Following the given solution, but paraphrasing, let $E$ be the event that a run of $n$ consecutive successes occurs before a run of $m$ consecutive failures; let $H$ be the event that the first trial succeeds, and condition on the first trial.
$$ P(E) = p P(E|H) + q P(E|H^C) $$
Now, let $F$ be the event that trials 2 through $n$ all are successes, so:
$$ \begin{align*} P(E|H) & = P(E|FH)P(F|H) + P(E|F^CH)P(F^C|H) \\\ &= 1 \cdot p^{n-1} + P(E|F^CH) (1 - p^{n-1}) \end{align*} $$
My question, now, is how to calculate $P(E|F^CH)$. Ross writes
[...] if the event $F^CH$ occurs, then the first trial would result in a success, but there would be a failure some time during the next $n − 1$ trials. However, when this failure occurs, it would wipe out all of the previous successes, and the situation would be exactly as if we started out with a failure. Hence, $P(E|F^CH) = P(E|H^C)$.

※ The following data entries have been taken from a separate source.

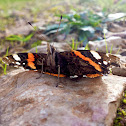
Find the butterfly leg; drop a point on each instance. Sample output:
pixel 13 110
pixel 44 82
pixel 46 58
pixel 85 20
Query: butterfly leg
pixel 41 71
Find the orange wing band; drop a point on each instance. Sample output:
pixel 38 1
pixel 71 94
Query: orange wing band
pixel 30 61
pixel 95 65
pixel 61 75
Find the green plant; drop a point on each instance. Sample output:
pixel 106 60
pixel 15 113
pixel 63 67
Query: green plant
pixel 19 38
pixel 84 24
pixel 75 44
pixel 4 67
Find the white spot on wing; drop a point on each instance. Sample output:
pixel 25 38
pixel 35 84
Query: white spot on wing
pixel 99 62
pixel 107 54
pixel 17 63
pixel 105 62
pixel 95 54
pixel 16 57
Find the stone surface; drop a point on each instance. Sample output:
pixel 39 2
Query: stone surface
pixel 25 100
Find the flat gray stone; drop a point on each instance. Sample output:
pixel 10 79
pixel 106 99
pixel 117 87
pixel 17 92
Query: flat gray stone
pixel 25 100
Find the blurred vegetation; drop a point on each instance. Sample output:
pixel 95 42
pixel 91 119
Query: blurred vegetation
pixel 84 20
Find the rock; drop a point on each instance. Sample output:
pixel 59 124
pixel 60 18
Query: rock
pixel 25 100
pixel 119 34
pixel 117 44
pixel 119 71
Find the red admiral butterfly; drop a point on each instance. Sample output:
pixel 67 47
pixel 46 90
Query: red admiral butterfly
pixel 65 64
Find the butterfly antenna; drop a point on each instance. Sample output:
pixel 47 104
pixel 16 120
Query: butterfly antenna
pixel 37 31
pixel 59 25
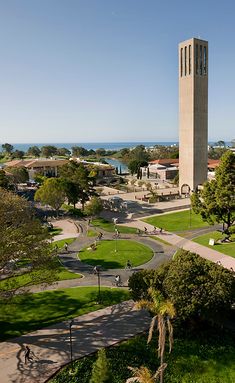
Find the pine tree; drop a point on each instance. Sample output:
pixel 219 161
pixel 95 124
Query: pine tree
pixel 100 371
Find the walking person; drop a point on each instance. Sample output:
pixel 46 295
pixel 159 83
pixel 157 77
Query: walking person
pixel 128 265
pixel 28 357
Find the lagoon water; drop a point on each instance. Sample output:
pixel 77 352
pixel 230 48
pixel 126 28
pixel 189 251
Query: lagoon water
pixel 94 145
pixel 97 145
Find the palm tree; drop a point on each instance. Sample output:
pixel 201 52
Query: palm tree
pixel 144 375
pixel 162 310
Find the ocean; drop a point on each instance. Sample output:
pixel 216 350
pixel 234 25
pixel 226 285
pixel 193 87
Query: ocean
pixel 94 145
pixel 97 145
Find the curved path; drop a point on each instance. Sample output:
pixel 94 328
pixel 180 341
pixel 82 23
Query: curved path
pixel 70 260
pixel 92 331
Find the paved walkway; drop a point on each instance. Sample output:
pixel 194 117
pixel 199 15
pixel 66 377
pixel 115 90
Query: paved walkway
pixel 162 253
pixel 51 345
pixel 179 242
pixel 98 329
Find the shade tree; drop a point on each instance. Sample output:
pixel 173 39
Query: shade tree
pixel 52 193
pixel 22 240
pixel 216 201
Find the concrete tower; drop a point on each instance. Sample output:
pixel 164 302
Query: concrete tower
pixel 193 114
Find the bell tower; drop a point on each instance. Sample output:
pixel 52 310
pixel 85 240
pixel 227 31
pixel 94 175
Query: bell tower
pixel 193 114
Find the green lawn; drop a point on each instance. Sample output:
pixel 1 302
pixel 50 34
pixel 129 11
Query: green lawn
pixel 179 221
pixel 106 256
pixel 55 231
pixel 92 233
pixel 28 278
pixel 30 312
pixel 204 358
pixel 61 242
pixel 225 248
pixel 109 226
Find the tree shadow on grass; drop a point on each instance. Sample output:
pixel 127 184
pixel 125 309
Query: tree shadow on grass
pixel 30 312
pixel 105 265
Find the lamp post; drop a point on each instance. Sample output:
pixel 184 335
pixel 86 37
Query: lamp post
pixel 98 281
pixel 190 210
pixel 70 340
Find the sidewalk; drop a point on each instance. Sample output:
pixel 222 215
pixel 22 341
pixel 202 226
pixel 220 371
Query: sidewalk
pixel 183 243
pixel 51 345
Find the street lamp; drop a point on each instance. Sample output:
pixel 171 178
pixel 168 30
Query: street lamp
pixel 71 323
pixel 190 210
pixel 98 280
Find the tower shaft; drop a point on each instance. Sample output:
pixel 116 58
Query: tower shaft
pixel 193 113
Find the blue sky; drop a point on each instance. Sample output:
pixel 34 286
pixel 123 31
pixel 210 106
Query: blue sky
pixel 107 70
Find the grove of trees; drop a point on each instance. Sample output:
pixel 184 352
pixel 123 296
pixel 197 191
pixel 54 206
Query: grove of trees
pixel 216 201
pixel 22 240
pixel 196 287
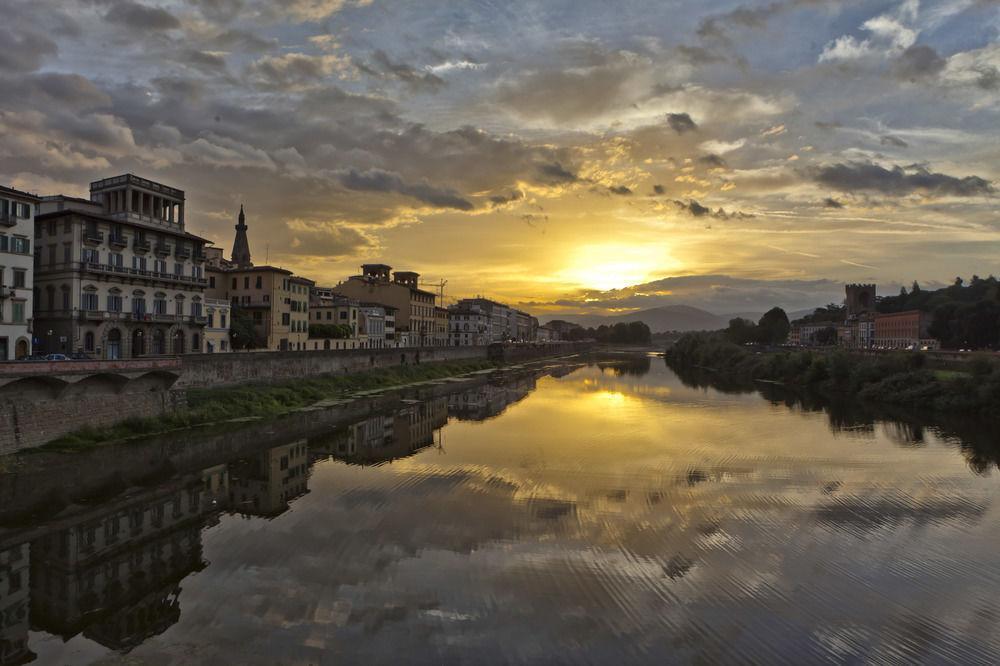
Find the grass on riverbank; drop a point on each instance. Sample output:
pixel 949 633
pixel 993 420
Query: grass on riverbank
pixel 207 406
pixel 892 379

Um... what? I don't follow this, at all. I've googled a bit and other books simply repeat this paragraph almost verbatim. If anyone can explain more clearly, I would be grateful.
Note this question was also asked here: Run of $N$ successes before run of $k$ failures . I read the link and the referenced book but it says virtually the same thing as Ross.